Warming water likely accounts for another trend: the increase of shark attacks in North Carolina waters from 2010 to 2019 and the increase in shark attacks in northern states: where none were recorded from Maryland to Maine in 2000 to 2009, 12 were recorded from 2010 to 2019, according to a study by safewise.com. Shark attacks in North Carolina waters increased from 26 from 2000 to 2009, to 32 during the next decade.
However, North Carolina’s increase in shark attacks could be attributed to a single event in 2015, when a heat wave in early June corresponded with school letting out for the summer and resulted in an unusually high concentration of both people and marine life in the water, Bangley said. The statistics are essentially driven by numbers, he said: in this case, the population of people in the water versus the population of sharks.
“It basically just tracks back to how many people are at the beach, whether that’s a shark bite, a jellyfish sting or someone getting stuck in a rip current,” he said.
The increase in shark attacks farther north can be attributed to a return of sharks to those waters, as conservation programs have rebuilt a critical part of the shark diet.
“We also have, in addition to warming waters, particularly off of Cape Cod, conservation of the population of seals — that’s been successful. They’re a food source for great whites,” Bangley said. “We’re seeing that with a few other shark species, as well. Sharks are actually doing pretty well in the U.S. as opposed to other parts of the world.”
No matter where one might be swimming, Bangley said the odds of being bitten by a shark are “pretty low,” though encounters might be more frequent than people realize: Bangley said 99% of all interactions between sharks and humans consist of a shark recognizing a human from less than 100 yards away and steering clear, including in the Pamlico Sound and, conceivably, the Pamlico River.

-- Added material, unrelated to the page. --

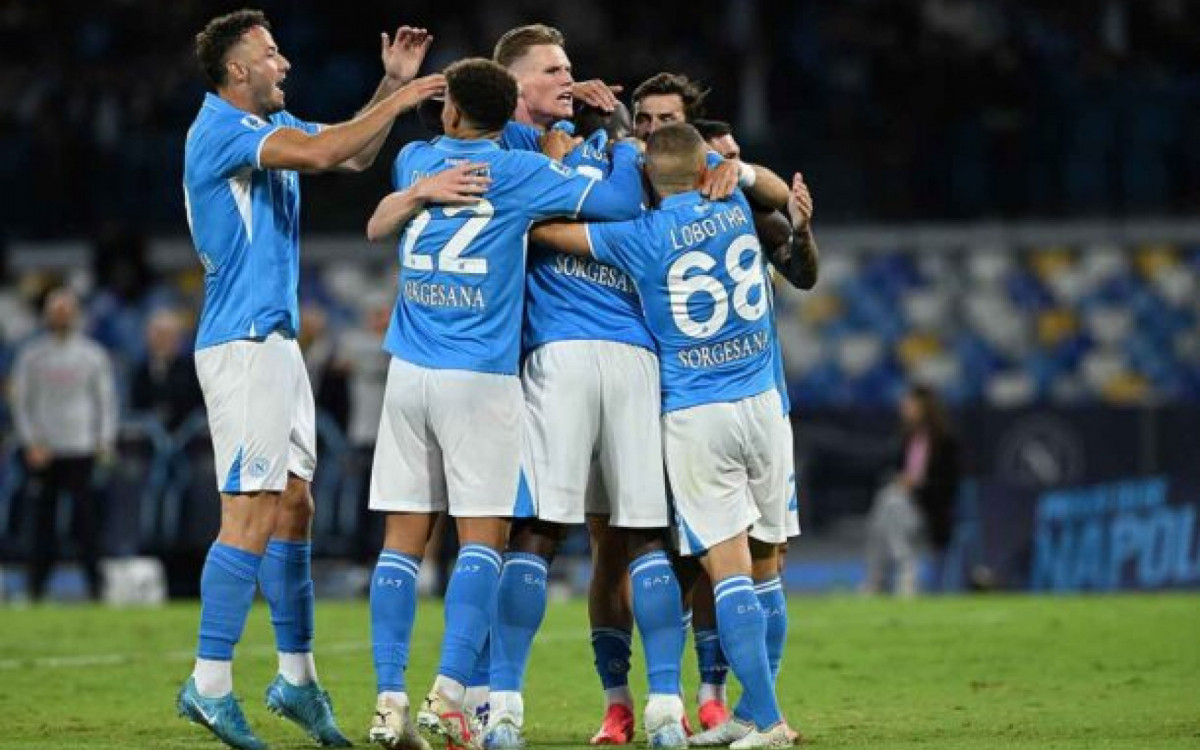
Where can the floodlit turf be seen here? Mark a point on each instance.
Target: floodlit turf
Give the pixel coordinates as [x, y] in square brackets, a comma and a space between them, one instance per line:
[961, 673]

“Most of the bull sharks in the Sound are smaller individuals — they’re juveniles. Most of them are going to see you and swim away because you’re bigger than them,” Bangley said.

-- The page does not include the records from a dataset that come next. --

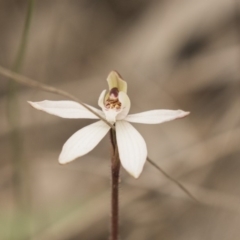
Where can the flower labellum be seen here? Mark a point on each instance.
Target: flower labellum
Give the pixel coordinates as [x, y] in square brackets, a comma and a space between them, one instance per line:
[115, 105]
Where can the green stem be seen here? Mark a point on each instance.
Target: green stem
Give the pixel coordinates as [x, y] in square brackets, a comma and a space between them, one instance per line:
[115, 170]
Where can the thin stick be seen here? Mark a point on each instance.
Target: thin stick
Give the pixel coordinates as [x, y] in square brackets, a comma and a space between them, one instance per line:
[172, 179]
[115, 169]
[44, 87]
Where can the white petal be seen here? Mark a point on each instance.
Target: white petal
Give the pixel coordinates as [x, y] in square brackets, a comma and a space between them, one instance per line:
[156, 116]
[66, 109]
[83, 141]
[132, 148]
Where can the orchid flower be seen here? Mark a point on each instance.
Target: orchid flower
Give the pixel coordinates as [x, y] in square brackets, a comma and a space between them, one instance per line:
[115, 105]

He did say that swimmers should take a few precautions on beach trips this summer: stay out of murky water, as in murky water sharks are less able to distinguish between swimmer and prey; don’t swim near any kind of fishing activity; look out for signs of the food web happening nearby, such as birds diving or fish jumping.
“Just be aware of your surroundings,” Bangley said.
As for whether bull sharks actually are in the Pamlico and Pungo rivers, Bangley noted that the species is very adaptable, as it can live in both salt and freshwater, and bull sharks have been documented as far up the Mississippi River as Illinois.
“As far as the water conditions go, there wouldn’t be anything preventing them from being in (the Pamlico River),” Bangley said. “Washington might be a little bit upstream from where it would be preferable for them, but they could certainly get up there.”